L’allarme del direttore generale della FAO Jacques Diouf è reale. Il 2008 rischia di diventare un anno da incubo per i paesi più poveri colpiti da un terribile doppio shock.
Il primo shock è stato costituito dall’aumento rilevante del prezzo delle materie prime che ha caratterizzato i mercati internazionali negli ultimi mesi e che ha registrato un picco nella primavera di quest’anno. Se i maggiori prezzi agricoli sono un elemento positivo per molti paesi in via di sviluppo, grandi esportatori di prodotti alimentari (vedi Brasile e Argentina), essi sono un segnale di forte criticità per i paesi più poveri, che generalmente sono importatori netti di beni alimentari.
Nelle ultime settimane gli effetti negativi di questo primo shock sembravano essersi ridotti: da una parte i prezzi sono considerevolmente scesi dai massimi della primavera e dall’altra il raccolto del 2008 sembra essere particolarmente abbondante.
Le prospettive per i paesi poveri sono ora considerevolmente peggiorate a causa del secondo shock che ha recentemente colpito l’economia internazionale: la crisi dei mercati ed il conseguente rallentamento dell’economia globale.
Stante le previsioni negative per le principali economie avanzate il timore palesato da Diouf è che la minor crescita economica si traduca in un rallentamento dei flussi di aiuti per lo sviluppo da cui numerosi paesi poveri sono tuttora fortemente dipendenti.
Inoltre la grave crisi finanziaria che sta attraversando l’economia mondiale avrà ripercussioni dirette non piccole per i paesi più poveri.
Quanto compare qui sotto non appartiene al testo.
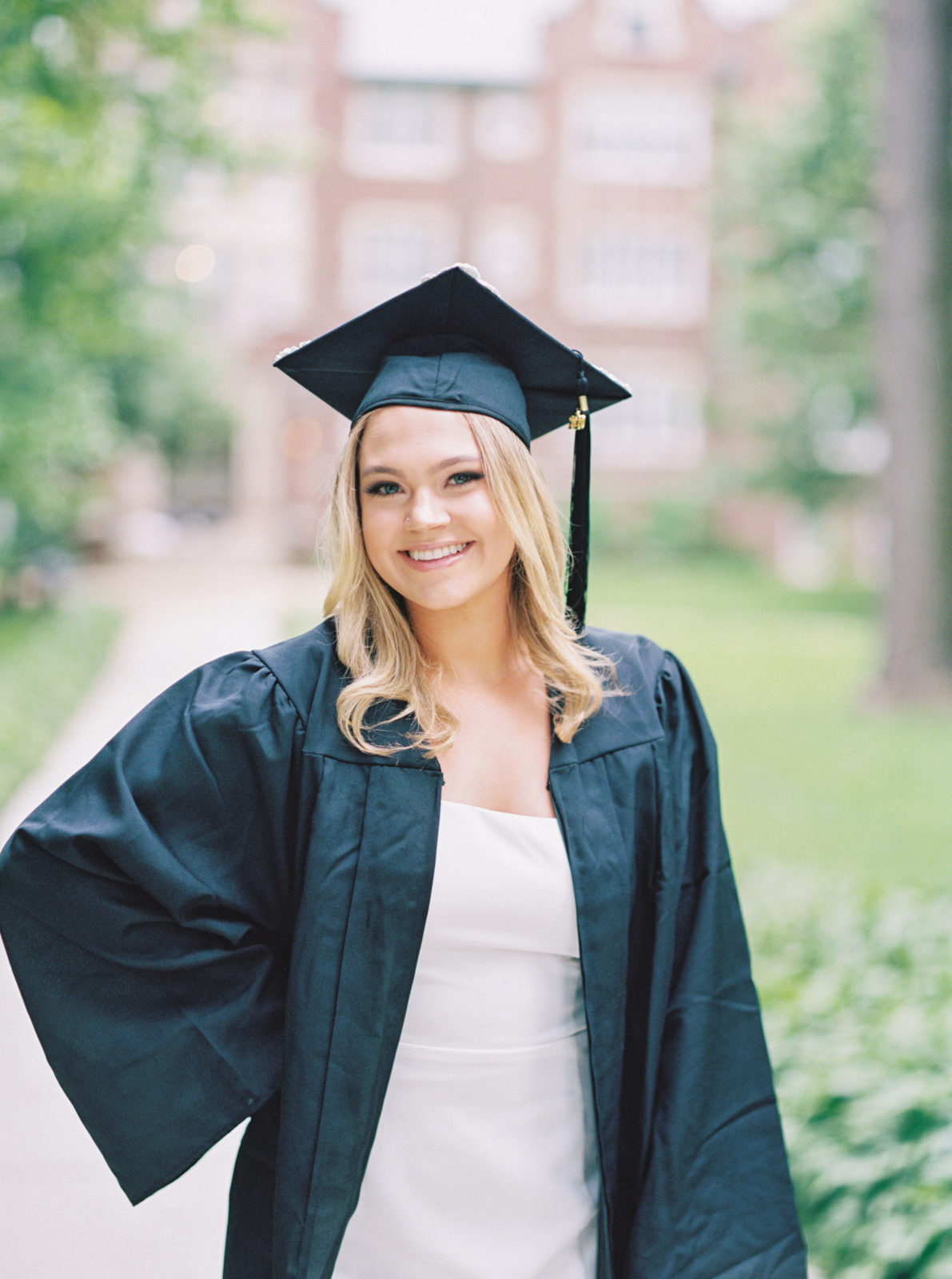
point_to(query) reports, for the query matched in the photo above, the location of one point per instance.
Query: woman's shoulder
(638, 660)
(306, 667)
(657, 690)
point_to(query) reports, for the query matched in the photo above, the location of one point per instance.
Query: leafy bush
(858, 1003)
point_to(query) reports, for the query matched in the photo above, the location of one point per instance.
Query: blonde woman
(436, 893)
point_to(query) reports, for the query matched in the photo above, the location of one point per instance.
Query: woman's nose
(426, 511)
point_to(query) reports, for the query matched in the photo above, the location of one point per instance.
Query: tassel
(577, 582)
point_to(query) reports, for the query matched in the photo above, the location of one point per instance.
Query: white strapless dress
(484, 1164)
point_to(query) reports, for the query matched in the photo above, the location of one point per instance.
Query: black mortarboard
(453, 343)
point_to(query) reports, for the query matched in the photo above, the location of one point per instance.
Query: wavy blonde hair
(375, 640)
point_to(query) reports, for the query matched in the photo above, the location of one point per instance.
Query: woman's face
(430, 526)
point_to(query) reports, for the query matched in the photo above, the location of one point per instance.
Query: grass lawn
(811, 778)
(48, 660)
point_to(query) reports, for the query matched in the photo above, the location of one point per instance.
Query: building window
(388, 247)
(507, 127)
(638, 275)
(396, 133)
(644, 134)
(647, 29)
(662, 426)
(506, 249)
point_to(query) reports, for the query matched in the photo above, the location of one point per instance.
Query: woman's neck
(471, 646)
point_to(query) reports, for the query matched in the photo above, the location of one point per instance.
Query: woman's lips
(428, 558)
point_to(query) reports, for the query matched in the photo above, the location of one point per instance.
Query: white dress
(484, 1164)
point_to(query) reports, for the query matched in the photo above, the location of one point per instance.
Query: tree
(100, 112)
(798, 245)
(914, 351)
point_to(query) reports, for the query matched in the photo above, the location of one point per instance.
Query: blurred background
(741, 209)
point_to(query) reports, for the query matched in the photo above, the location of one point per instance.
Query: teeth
(440, 553)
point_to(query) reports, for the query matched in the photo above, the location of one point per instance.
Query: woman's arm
(144, 907)
(717, 1197)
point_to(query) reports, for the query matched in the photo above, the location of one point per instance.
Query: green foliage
(48, 660)
(811, 777)
(858, 998)
(798, 249)
(100, 110)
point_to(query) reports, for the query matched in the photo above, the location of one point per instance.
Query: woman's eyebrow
(440, 466)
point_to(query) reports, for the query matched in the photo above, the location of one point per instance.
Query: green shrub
(858, 1003)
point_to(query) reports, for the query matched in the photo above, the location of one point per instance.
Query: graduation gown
(221, 914)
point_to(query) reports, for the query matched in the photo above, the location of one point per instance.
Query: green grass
(811, 777)
(48, 660)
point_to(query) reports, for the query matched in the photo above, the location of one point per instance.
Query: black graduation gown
(219, 918)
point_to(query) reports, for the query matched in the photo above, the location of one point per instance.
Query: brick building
(564, 147)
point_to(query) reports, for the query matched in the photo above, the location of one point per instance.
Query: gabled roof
(472, 42)
(445, 42)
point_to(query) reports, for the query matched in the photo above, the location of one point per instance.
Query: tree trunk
(914, 332)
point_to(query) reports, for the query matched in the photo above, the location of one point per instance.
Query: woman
(436, 893)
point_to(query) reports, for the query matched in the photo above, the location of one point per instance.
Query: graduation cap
(452, 343)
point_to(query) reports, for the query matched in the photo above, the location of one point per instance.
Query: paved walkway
(62, 1214)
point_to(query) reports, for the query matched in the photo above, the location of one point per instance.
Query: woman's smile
(436, 556)
(432, 528)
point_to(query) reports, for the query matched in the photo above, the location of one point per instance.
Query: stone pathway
(62, 1214)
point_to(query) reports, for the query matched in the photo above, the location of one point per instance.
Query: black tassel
(577, 584)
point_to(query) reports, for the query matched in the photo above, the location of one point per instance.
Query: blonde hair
(374, 636)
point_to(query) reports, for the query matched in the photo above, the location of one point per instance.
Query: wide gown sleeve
(144, 907)
(717, 1200)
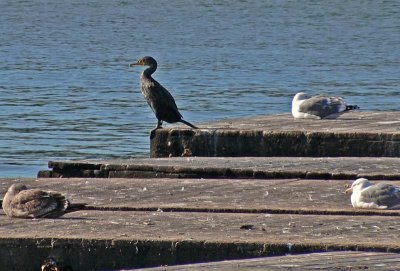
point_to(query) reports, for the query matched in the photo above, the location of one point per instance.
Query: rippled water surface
(67, 91)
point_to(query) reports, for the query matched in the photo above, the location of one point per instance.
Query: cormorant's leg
(159, 123)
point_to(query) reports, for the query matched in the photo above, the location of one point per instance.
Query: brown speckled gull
(21, 202)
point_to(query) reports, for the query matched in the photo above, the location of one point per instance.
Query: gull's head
(358, 185)
(16, 188)
(145, 61)
(300, 96)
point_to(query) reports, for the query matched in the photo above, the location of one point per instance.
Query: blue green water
(67, 92)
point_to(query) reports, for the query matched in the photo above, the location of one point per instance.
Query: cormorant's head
(145, 61)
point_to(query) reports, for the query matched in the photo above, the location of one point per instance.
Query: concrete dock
(152, 222)
(361, 134)
(287, 198)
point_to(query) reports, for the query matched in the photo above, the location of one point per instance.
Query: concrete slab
(209, 195)
(338, 260)
(370, 134)
(98, 240)
(232, 167)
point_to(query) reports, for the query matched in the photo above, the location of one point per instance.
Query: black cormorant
(160, 100)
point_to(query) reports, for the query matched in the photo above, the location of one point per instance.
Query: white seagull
(375, 196)
(319, 107)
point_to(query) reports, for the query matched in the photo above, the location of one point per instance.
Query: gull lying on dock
(21, 202)
(376, 196)
(319, 107)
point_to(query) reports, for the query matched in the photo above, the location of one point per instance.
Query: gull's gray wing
(382, 194)
(323, 106)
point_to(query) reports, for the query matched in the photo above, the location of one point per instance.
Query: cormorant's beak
(349, 190)
(138, 63)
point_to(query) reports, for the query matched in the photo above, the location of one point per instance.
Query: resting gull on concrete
(376, 196)
(21, 202)
(319, 107)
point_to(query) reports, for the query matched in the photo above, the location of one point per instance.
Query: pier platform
(374, 168)
(131, 223)
(357, 134)
(265, 192)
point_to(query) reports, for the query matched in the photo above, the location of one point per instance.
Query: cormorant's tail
(351, 107)
(188, 124)
(72, 207)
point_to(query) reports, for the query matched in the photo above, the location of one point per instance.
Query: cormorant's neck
(150, 70)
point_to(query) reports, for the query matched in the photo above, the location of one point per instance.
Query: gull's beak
(349, 190)
(135, 64)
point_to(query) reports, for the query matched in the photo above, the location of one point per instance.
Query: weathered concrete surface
(208, 195)
(150, 222)
(96, 240)
(232, 167)
(339, 260)
(370, 134)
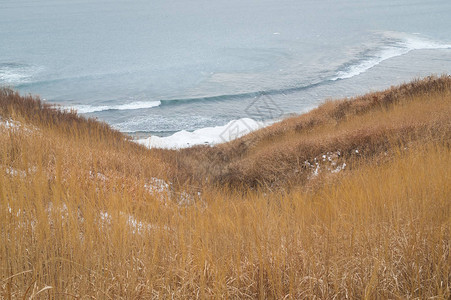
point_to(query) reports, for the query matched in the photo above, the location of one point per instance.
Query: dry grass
(79, 219)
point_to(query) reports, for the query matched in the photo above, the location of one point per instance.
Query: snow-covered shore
(205, 136)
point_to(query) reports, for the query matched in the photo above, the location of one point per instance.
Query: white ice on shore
(204, 136)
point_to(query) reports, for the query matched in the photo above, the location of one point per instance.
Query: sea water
(165, 66)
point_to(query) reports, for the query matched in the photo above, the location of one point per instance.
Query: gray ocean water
(162, 66)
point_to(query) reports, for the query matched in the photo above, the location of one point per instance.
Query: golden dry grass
(83, 216)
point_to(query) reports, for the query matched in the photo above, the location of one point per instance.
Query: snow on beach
(204, 136)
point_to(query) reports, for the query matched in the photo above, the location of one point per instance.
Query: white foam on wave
(205, 136)
(14, 73)
(403, 44)
(84, 109)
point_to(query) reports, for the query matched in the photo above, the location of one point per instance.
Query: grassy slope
(77, 215)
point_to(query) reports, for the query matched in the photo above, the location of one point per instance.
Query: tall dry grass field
(87, 214)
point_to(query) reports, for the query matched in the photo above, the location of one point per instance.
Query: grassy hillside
(351, 200)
Questi infatti sono caratterizzati da mercati finanziari e bancari poco sviluppati in cui i prestiti alle imprese sono generalmente scarsi ed avvengono a tassi particolarmente elevati. L’elevata incertezza conseguente alla fase congiunturale avversa genera una ulteriore stretta creditizia con ripercussioni dirette sull’economia reale.
Inoltre molti paesi in via di sviluppo, proprio in virtù dello scarso sviluppo dei sistemi finanziari interni, sono fortemente dipendenti dai prestiti internazionali di governi o istituzioni multilaterali. Anche i prestiti potrebbero soffrire della situazione congiunturale avversa risultando in una riduzione dei volumi o in un aumento del premio al rischio richiesto.
Più in generale ciò che sta accadendo in questi giorni mostra con evidenza che di fronte all’approssimarsi di una fase congiunturale fortemente avversa i paesi avanzati tendono naturalmente a proteggere le proprie economie. Il rischio di un ritorno al protezionismo evocato da Diouf non va letto nell’ottica di un possibile aumento dei dazi o delle tariffe doganali. Piuttosto si verificherà una crescente difficoltà a rilanciare le negoziazioni nell’ambito del Doha Round del WTO, arrestate proprio sul tema dei prodotti agricoli.
Quale governante in Europa o negli USA accetterà di ridurre i sussidi ai propri agricoltori in recessione?
Rimane tuttavia il problema di fondo: il problema alimentare che colpisce molte popolazione povere è la manifestazione maggiormente drammatica del loro sottosviluppo. Ne consegue che al di là dell’emergenza contingente, la soluzione deve necessariamente passare per iniziative integrate di sviluppo che coniughino il tema alimentare con quello di tutte le altre politiche per lo sviluppo (educazione, sanità ecc.).
Per fare questo occorrono risorse ma anche una forte volontà e coordinamento politico a livello internazionale da parte dei paesi avanzati. Volontà e coordinamento non hanno certo proliferato negli ultimi anni. Con il venir meno delle risorse economiche la strada per i paesi poveri si fa realmente in salita.